In gaming culture, it's a known "thing," though. Especially guys playing as girls. It's common enough that most people aren't surprised, but there's still a bit of a "weirdness" too it for a lot of people. For some people, it's a downright stigma. It's a common thing on gaming forums for someone to start a thread about how weird it is. Sadly, this often draws the players like this to the defensive, often arguing that "It's not like I'm weird and actually wanna be a girl or anything. I just like how she looks." Sometimes you'll get "I just find female characters more interesting." That one became a go to of mine when I started feeling like a pervert for claiming it was because I liked looking at attractive girls.
Also, because of the boys club attitude of gamers the common perception is that girls don't play video games, and guys playing girls is so common, that the trope is "There are no girls on the internet, it must really be a guy."
Are all those guys secretly trans? Well, I was one of them and that turned out to be the answer for me, and it was an answer that I didn't honestly know for a long time. It's still a bit tough for me to wrap my head around. I know it feels right, but there's all that time I spent telling people that I didn't do this because I wanted to be a girl. I grew up with movies and TV shows like Ace Ventura telling me that would be totally weird, and while no one ever told me it was wrong, certainly no one ever took me aside and told me it was okay. That feeling of "wrongness" is hard to shake.
Even as I grew up, and I felt my mind opening to the idea that maybe it's okay to be weird, and maybe it's not so much weird as it is different anyway... It was easy to accept others, but it was harder to think about myself in that light. Who I am is a recent revelation and it's one I'm still coming to terms with.

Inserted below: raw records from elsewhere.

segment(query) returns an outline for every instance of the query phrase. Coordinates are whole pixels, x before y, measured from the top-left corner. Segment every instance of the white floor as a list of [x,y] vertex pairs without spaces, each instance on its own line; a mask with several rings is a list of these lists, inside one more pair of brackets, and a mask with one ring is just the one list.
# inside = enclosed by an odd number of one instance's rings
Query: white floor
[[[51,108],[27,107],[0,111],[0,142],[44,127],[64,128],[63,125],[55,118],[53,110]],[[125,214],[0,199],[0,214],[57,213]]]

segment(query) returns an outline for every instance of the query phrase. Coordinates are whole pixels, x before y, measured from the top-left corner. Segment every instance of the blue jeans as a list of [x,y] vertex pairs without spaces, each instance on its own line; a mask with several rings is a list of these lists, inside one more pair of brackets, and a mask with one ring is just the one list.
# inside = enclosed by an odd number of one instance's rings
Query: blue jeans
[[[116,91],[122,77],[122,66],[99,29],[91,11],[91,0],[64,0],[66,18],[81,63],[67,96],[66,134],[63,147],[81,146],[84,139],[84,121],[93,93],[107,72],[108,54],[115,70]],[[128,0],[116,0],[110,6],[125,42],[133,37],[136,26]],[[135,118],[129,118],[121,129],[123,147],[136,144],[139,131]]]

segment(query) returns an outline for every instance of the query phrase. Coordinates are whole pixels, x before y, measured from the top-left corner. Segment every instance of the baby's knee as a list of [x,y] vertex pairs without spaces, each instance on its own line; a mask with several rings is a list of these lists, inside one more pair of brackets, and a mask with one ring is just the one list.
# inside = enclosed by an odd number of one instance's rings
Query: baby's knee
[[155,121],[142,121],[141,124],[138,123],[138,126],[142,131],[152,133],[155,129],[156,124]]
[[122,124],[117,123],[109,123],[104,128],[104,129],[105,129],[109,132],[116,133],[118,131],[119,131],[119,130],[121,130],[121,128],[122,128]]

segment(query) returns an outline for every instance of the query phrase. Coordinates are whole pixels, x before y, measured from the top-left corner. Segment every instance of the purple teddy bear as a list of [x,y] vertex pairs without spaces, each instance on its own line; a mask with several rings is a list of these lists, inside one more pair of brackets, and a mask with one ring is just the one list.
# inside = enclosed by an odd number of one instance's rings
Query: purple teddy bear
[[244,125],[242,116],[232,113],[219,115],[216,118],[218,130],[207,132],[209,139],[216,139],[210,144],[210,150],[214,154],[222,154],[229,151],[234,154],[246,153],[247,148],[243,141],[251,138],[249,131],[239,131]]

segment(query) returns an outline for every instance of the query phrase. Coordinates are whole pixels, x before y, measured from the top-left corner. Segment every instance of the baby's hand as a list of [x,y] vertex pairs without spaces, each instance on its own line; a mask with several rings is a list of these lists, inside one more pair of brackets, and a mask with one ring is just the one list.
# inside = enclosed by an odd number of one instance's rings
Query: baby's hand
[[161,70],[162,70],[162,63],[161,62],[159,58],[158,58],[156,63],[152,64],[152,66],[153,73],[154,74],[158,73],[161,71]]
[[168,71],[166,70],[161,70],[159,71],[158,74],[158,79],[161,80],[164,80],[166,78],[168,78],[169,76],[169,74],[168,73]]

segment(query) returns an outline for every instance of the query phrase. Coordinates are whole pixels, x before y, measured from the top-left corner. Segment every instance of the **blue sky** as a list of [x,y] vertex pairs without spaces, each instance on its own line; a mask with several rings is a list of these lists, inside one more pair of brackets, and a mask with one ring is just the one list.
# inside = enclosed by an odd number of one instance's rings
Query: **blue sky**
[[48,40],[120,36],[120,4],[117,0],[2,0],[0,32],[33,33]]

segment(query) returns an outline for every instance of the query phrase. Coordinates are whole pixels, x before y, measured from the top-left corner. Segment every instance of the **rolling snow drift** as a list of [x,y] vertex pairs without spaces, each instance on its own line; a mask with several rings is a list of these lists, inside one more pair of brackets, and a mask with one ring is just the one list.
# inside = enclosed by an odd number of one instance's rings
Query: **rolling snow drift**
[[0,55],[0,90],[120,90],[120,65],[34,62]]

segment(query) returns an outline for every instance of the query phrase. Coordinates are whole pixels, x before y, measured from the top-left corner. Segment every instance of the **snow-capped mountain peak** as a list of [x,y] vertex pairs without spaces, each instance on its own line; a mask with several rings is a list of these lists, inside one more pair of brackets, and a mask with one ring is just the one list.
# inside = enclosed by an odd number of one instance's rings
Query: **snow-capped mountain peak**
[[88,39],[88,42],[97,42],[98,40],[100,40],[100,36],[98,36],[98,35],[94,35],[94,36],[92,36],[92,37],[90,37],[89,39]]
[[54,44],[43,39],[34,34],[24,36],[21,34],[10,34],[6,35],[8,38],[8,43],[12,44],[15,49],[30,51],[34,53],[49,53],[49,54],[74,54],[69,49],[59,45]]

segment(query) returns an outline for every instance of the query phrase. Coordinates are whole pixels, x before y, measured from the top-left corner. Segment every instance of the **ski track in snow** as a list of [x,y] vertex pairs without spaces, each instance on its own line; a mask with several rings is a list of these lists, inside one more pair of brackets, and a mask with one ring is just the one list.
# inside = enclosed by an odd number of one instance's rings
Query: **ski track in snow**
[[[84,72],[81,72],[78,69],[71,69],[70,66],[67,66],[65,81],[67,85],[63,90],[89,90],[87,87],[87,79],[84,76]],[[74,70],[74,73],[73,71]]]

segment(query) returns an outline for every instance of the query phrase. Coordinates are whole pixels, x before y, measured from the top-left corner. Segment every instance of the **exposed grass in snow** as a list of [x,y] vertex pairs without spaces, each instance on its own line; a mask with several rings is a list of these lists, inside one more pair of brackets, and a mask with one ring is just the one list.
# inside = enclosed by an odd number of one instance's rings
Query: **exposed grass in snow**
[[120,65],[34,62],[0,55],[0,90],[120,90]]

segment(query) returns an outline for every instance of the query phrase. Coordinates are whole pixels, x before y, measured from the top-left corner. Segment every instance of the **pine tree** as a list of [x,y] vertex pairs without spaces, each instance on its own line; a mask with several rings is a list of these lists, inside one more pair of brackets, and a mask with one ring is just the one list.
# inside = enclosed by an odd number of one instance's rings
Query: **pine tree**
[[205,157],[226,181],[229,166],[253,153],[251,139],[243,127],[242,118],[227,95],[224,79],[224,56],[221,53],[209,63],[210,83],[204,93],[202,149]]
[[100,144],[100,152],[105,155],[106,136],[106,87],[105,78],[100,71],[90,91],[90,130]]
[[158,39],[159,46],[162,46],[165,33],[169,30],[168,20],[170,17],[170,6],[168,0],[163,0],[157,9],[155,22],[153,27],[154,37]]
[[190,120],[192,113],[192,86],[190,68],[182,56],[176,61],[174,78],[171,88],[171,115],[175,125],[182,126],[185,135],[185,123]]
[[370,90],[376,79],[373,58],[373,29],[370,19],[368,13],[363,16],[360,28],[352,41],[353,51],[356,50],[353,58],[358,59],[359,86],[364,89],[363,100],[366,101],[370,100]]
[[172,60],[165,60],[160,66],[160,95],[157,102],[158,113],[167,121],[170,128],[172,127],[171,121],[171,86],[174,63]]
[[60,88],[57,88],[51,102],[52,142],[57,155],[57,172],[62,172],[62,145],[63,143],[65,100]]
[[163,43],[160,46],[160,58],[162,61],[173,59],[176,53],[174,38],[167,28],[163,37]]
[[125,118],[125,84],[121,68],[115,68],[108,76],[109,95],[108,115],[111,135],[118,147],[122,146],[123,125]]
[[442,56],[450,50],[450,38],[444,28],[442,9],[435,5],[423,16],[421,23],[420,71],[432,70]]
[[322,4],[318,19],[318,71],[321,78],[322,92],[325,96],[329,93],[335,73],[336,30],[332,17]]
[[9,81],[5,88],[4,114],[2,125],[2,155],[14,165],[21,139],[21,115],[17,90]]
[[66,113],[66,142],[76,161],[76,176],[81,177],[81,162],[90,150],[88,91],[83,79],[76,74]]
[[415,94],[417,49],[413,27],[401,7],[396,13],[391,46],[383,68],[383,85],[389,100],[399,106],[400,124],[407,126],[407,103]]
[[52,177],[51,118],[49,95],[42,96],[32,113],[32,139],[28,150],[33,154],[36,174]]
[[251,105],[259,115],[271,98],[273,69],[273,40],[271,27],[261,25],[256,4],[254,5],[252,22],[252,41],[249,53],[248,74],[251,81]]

So yeah, maybe a lot of those guys have something driving them to want to create all those girls to represent themselves. Still, I think it's dangerous to paint with a sweeping brush. Maybe it doesn't go deeper for some of those guys. Maybe they do just like to create good looking ladies to have at their command. Who knows.
If I were to target a PSA about Gender Dysphoria though, I think people who feel more comfortable playing the other sex in a video game would be a good target.